He’d never seen a burgundy before.  Kim held it in her lap, tapped it with her finger.  She was probably tapping it to bring attention to it, and Jeff didn’t want to give her the satisfaction of asking to see it, but he really wanted to see it.  Burgundy (Kim had insisted on calling it burgundy red when she showed it at show and tell) was a rare one.  Not as rare as a hot pink Flyer or a viridian Better Looking, but still rare.

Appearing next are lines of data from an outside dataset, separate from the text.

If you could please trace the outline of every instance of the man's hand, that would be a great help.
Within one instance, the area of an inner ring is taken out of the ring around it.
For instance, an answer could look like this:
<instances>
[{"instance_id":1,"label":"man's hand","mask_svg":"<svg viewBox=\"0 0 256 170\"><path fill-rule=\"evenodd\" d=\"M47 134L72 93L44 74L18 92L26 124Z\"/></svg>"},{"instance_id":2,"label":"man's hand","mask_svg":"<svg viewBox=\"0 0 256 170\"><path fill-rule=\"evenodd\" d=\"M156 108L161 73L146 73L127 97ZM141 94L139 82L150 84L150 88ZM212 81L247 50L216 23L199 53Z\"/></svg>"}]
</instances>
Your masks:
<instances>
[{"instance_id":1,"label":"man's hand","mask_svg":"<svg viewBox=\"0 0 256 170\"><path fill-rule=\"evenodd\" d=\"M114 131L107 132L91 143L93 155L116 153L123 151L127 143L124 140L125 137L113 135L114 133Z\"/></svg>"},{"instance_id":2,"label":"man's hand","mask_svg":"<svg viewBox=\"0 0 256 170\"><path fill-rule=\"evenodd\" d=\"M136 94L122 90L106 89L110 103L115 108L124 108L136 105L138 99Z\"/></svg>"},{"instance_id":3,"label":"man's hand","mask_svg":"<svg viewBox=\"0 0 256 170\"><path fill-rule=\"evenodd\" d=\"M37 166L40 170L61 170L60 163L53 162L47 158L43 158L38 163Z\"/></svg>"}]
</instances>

A bus roared up, spitting black smoke.  It was the seven bus–the Linden Court bus, not his.  Kids rushed to line up in front of the big yellow doors as the bus hissed to a stop.  A second-grader squealed, shoved a bigger kid with her Partridge Family lunch box because he’d stepped on her foot.  All the younger kids seemed to have Partridge Family lunch boxes this year.

“What did you say it did when you’ve got all three pieces of the charm together?”  Jeff asked Kim.  He said it casually, like he was just making conversation until his bus came.

“It relaxes time,” Kim said.  “When you’re bored you can make time pass quickly, and when you’re having fun you can make time stretch out.”

Jeff nodded, tried to look just interested enough to be polite, but no more.  What must that be like, to make the hour at church fly by?  Or make the school day (except for lunch and recess) pass in an eyeblink?  Jeff wondered how fast or slow you could move things along.  Could you make it seem like you were eating an ice cream sandwich for six hours?  That would be sparkling fine.

“Want to see it?” Kim asked.

“Okay,” Jeff said, holding out his hands too eagerly before he remembered himself.  Kim handed it to him, looking pleased with herself, the dimples on her round face getting a little deeper.

It was smooth as marble, perfectly round, big as a grapefruit and heavy as a bowling ball.  It made Jeff’s heart hammer to hold it.  The rich red, which hinted at purple while still being certainly red, was so beautiful it seemed impossible, so vivid it made his blue shirt seem like a Polaroid photo left in the sun too long. (Continue Reading…)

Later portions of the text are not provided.